Canadian Privacy Decision Awards Damages

When you apply for a bank loan, a credit check is one of the first steps taken by the bank. TransUnion is one of the two major national credit reporting agencies in Canada and when Calgarian Mirza Nammo applied to the Royal Bank (RBC) for a business loan, the RBC ran a credit check through TransUnion.  However, TransUnion had inaccurate information on file for Mr. Nammo; his credit profile was tainted with someone else’s information. RBC turned down his application because of this “bad credit” report. Mr. Nammo eventually determined the source of the problem – that his records were confused with someone else’s information – and launched a complaint based on a violation of Canada’s privacy laws.  The case finally landed in Federal Court and in December the court agreed that TransUnion had violated paragraph 4.6 of Schedule I to Canada’s Personal Information Protection and Electronic Documents Act – the obligation to maintain accurate information about the complainant.

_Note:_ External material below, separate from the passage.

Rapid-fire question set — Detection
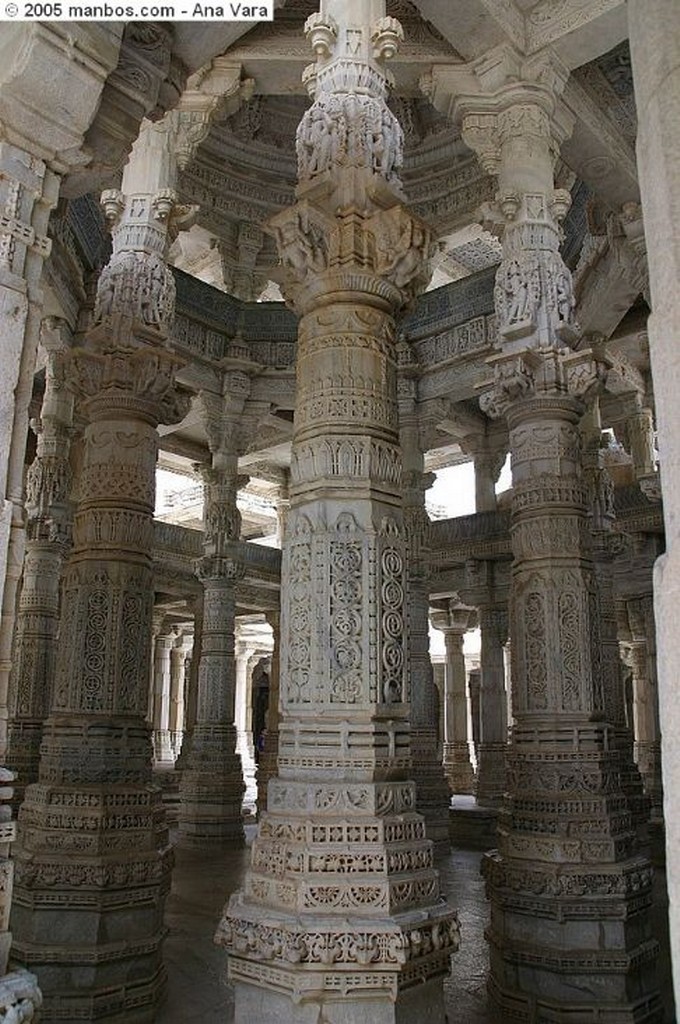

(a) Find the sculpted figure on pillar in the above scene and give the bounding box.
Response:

The decision in Mirza Nammo v. TransUnion of Canada Inc. [PDF]    T-246-10 represents the first damage award under this legislation. Mr. Nammo was awarded $5,000 plus costs arising from TransUnion’s violation of the “accuracy principle”.  The court also made clear that a correction of the inaccurate information does not absolve an organization of the original violation of the accuracy principle.